El carácter rentístico de la actividad de los hidrocarburos y su
particular dinámica explican que se halle expuesta a la poderosa
influencia de intereses generalmente opacos, en todas partes y sea
cual fuere el particular modo de gestión que adopte: público o
privado, ya que lo característico es algún tipo de interacción entre
ambos. La historia y la actualidad ofrecen acabadas muestras de a qué
extremos se puede llegar para lograr su apropiación. Resulta
indispensable, pues, que se impulsen modos de gestión, controles y
prácticas de comunicación que aseguren la máxima transparencia ante la
opinión pública. En esta cuestión se verifican agudos déficit que
deben llevar, rápidamente, a la redefinición de las políticas y las
prácticas predominantes desde hace ya largo tiempo, tanto en el sector
público como en el privado.
Nuestro país cuenta con los recursos intelectuales, técnicos,
industriales y financieros necesarios. Entre éstos debemos
contabilizar una rica y consolidada experiencia en el ámbito de la
energía nuclear, sin menoscabar el hecho de que tanto la explotación
hidroeléctrica como la de los hidrocarburos fueron también realizadas
con personal altamente capacitado de origen local.

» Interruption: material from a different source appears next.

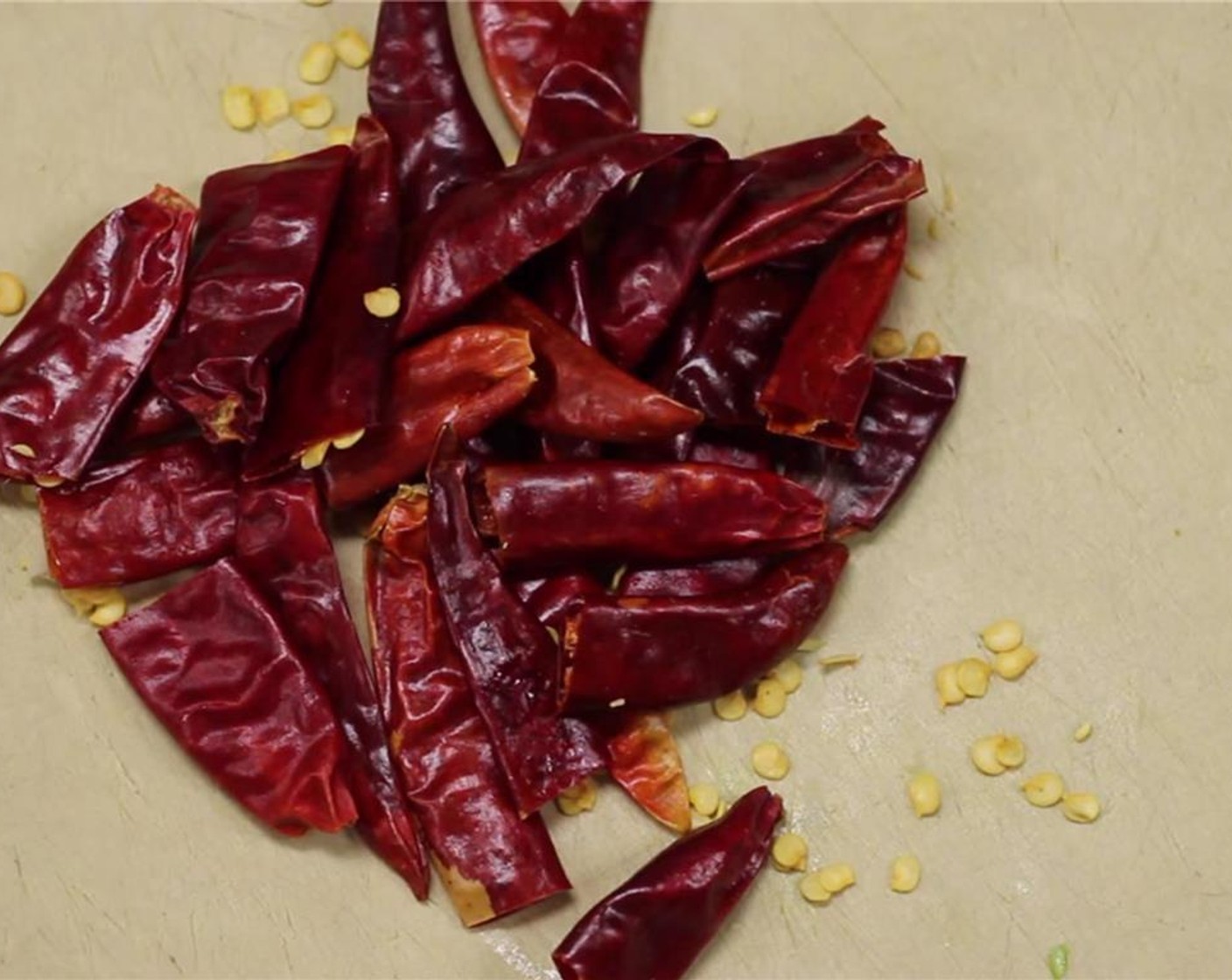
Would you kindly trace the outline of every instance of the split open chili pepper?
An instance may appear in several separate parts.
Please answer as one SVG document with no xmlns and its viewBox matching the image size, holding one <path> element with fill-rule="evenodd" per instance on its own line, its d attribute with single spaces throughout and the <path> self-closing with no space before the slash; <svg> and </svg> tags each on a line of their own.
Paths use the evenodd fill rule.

Considerar el sector energético como un potencial integrador de tramas
productivas de alta tecnología debería ser una meta por lograr en
pocos años. Para ello es indispensable considerar la temática de un
modo integral a través de un sistema de planificación sólido y una
mayor comunicación e interacción entre los sectores académicos y
productivos. Se trata, ni más ni menos, de poner esta riqueza en
movimiento, con racionalidad y bajo una gestión eficaz y transparente,
al servicio de un proceso de desarrollo con equidad.

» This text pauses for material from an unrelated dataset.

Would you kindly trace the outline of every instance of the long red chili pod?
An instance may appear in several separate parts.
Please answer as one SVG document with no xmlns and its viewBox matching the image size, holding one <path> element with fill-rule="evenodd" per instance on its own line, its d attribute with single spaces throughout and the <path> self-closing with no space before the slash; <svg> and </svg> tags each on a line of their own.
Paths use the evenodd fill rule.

* Proyecto estratégico, Facultad de Ciencias Económicas, Universidad
de Buenos Aires.
Claves
A raíz de las restricciones que se produjeron en el suministro de
electricidad durante junio y julio, ha emergido nuevamente la cuestión
energética.
Han aflorado diversas cuestiones estructurales referidas a la temática
energética que requieren la adopción de decisiones, si se trata de
asegurar un proceso sostenible de desarrollo con equidad.
Resulta evidente el carácter estratégico del suministro energético,
cuando las sociedades aspiran a una mejora de sus condiciones de vida.
Se está cerrando una etapa caracterizada simultáneamente por la
abundancia de suministro de gas, el saldo excedentario en
hidrocarburos líquidos y la sobrecapacidad de generación de energía
eléctrica.
Resulta necesario avanzar hacia una nueva configuración de la oferta
energética y en aspectos relacionados con la gestión de la demanda.
El eje central debe ser el diseño de una transición hacia una matriz
más diversificada, en la que hidroelectricidad y energía nuclear
deberán ser las que más deberán crecer.